Now, whenever he's driving me mad by, say, leaving his clothes all over the place, I try and think of an equivalent thing that I do, bite my tongue, and remind myself that I love him and it's not that big a deal.

It doesn't always work, and it sounds like you have a few more issues to address, but looking at things from his perspective might help you understand how he feels?

Thinkstoomuch Sat 07-Nov-09 22:57:02

Would love to hear from anyone who has practical things to suggest that help them to keep communicating with their partner. We're especially trying to work on not letting little things snowball so they become bigger issues.

rasputin Sat 07-Nov-09 23:00:42

Message withdrawn at poster's request.

BecauseImWorthIt Sat 07-Nov-09 23:02:29

Hmm. Sorry, but I think you've been given some very valuable advice already by duke.

Perhaps one of your issues is that you only want to hear advice that chimes with your point of view?

Apologies if this offends you, and I wish you all the best in sorting your relationship out.

Thinkstoomuch Sat 07-Nov-09 23:25:07

DH has read the thread too and think Duke's advice stinks too, so ya boo sucks. I'm sorry but 'how about just accepting him for what he is?' is glib and unhelpful. We do listen to each other, but at the moment we only manage it properly when it follows a row about an issue that's been allowed to snowball. It's not healthy and we want to change that.

Once again, I'd still like to hear suggestions for ^practical ideas^ from people that have experiences that are similar, e.g. have been through counselling. I don't know what those might be, but perhaps scheduling one-to-one time every week to talk works, or holding an object when it's your turn to speak, that sort of thing? We both agree that actively listening to each other is something we have to get better at.

BecauseImWorthIt Sat 07-Nov-09 23:27:22

ya boo sucks?

That's really adult.

Clearly we can't give you what you want here.

Talk to an expert rather than those of us who might be prepared to give you the benefit of our own time, courtesy and consideration.

duke748 Sat 07-Nov-09 23:32:04

I'm glad I could be the one thing you and your DH agree on.
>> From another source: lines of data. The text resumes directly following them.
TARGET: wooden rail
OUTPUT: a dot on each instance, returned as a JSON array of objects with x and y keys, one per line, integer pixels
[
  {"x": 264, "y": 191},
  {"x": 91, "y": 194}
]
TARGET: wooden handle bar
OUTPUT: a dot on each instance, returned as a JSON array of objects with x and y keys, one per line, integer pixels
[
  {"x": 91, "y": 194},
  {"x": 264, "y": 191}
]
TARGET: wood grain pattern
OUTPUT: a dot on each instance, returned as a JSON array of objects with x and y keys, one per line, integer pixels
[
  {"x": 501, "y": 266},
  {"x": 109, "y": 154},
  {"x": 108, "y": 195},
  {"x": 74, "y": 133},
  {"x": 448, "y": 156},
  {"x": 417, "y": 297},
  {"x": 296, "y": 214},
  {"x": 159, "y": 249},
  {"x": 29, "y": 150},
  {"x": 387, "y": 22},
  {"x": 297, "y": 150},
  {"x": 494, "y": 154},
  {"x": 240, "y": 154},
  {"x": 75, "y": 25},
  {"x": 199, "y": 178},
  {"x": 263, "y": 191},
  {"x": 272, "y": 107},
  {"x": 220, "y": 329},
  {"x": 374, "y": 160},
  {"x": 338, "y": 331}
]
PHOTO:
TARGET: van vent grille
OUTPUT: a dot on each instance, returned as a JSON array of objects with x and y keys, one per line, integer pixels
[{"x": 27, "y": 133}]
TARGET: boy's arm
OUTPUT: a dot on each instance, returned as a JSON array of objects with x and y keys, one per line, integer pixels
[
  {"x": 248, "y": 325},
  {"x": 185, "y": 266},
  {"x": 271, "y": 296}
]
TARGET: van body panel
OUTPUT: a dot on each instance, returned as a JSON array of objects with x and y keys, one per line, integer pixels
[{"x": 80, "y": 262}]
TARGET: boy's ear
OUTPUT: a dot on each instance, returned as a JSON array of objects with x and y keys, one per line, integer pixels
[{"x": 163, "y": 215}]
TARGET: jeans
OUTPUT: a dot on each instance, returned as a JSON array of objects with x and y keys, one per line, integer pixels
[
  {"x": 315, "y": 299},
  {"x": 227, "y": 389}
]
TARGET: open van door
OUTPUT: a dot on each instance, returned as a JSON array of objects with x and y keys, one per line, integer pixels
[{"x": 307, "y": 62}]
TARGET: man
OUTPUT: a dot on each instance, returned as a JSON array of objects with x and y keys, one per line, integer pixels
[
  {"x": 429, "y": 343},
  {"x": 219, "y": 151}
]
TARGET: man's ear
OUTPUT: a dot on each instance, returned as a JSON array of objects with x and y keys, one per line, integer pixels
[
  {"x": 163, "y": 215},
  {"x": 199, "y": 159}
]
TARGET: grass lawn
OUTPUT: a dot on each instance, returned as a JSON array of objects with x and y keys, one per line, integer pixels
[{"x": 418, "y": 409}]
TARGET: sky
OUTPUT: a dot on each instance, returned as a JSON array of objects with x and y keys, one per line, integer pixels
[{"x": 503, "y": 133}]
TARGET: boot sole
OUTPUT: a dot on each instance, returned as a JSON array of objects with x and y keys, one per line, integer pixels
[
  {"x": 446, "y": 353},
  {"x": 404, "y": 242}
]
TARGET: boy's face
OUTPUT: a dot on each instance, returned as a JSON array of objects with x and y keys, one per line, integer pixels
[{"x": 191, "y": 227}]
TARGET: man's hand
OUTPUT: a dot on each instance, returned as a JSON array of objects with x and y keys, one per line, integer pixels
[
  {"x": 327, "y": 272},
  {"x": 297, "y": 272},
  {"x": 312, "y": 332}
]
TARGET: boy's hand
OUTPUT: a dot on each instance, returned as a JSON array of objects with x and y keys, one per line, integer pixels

And I'm glad I spent part of my Saturday night trying to help you.

hmm

BecauseImWorthIt Sat 07-Nov-09 23:40:09

'Thinkstoomuch' clearly refers to yourself only, and not those on MN who are prepared to try and help you.

duke748 Sat 07-Nov-09 23:46:07

And while I am on a roll....

If your DH really thinks my advice to be kinder to him, try to understand him more, not look down on him for his educational achievements and try to treat him as you would like to be treated 'stinks' then either you have done a total number on him... or you deserve each other.

I know which one I believe.

Good luck moving forward from here.

Alibabaandthe40nappies Sat 07-Nov-09 23:51:25

OP - how incredibly rude you are! If that is how you speak to your DH then no wonder you are having arguments and he feels patronised.

Thinkstoomuch Sat 07-Nov-09 23:54:25

Yep good luck with your perfect marriage.

BecauseImWorthIt Sat 07-Nov-09 23:58:43

shock

Do you have any insight at all into your own personality?

You come across here as rude, patronising and totally inconsiderate and ungrateful. Yet you've been married for 17 years? Your DH is probably a saint.

Oh, and I have been with my DH for 23 years and married for 19. Just in case you wondered.

MissAnneElk Sat 07-Nov-09 23:58:50

Not sure you're going to get the help you need on here thinkstoomuch. I know - let me pass you this stick and when someone comes along who can help you, you are allowed to pass them the stick so you can speak again - until then you must remain silent...

Booyhoo Sun 08-Nov-09 00:13:56

wow, duke i found your post really helpful, some really good points there and none taht are offensive at all. actually quite similar to what i would expect if i was to see a relationship counsellor.

OP i think if you really are determined to improve your relationship with your DH then you need to be open to suggestions and not view them as a personal attack. this could be why you have had such diffiulty so far in your marriage.